Introduction
U.S. policymakers care about research output. Tracking research output can, among other things, inform assessments of any given country’s innovativeness or assist in evaluating the impact of certain funding initiatives. Specific to artificial intelligence (AI) and other emerging technologies, U.S. policymakers are eager to understand and compare research trends. But measuring research output is not as straightforward as it may seem. There are different ways to define output and different data sources that can be relied on, which can affect the outcomes of assessments.
One way of measuring output is by counting the number of publications in a research area as an indicator of interest or focus in that research area. Capturing research quality, not just quantity, by taking citations into account is another approach to measuring output. This data brief takes the former approach of counting publication quantities as a way to explore trends in AI research.
When counting AI publication output, it is critical to consider where the publications are published and the language in which a work is published. In developing CSET’s merged corpus of scholarly literature, we intentionally incorporated China National Knowledge Infrastructure (CNKI; 中国知网), a key Chinese-language data source, in addition to predominantly English-language sources, specifically Web of Science, Digital Science Dimensions, Microsoft Academic Graph, arXiv, and Papers With Code.
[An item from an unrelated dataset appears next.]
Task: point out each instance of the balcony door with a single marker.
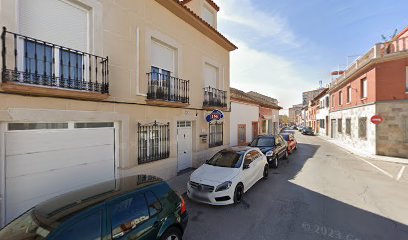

The inclusion of CNKI means that counting AI research at CSET may produce different results, compared to analyses without CNKI. While there may be times when it is appropriate to separate CNKI and predominately English-language publications, the ability to analyze them jointly offers a broader view of the research landscape and an in-depth exploration of Chinese-language AI research. This data brief explores the implications of including CNKI by presenting AI research publication trends in CSET’s merged corpus including and excluding CNKI.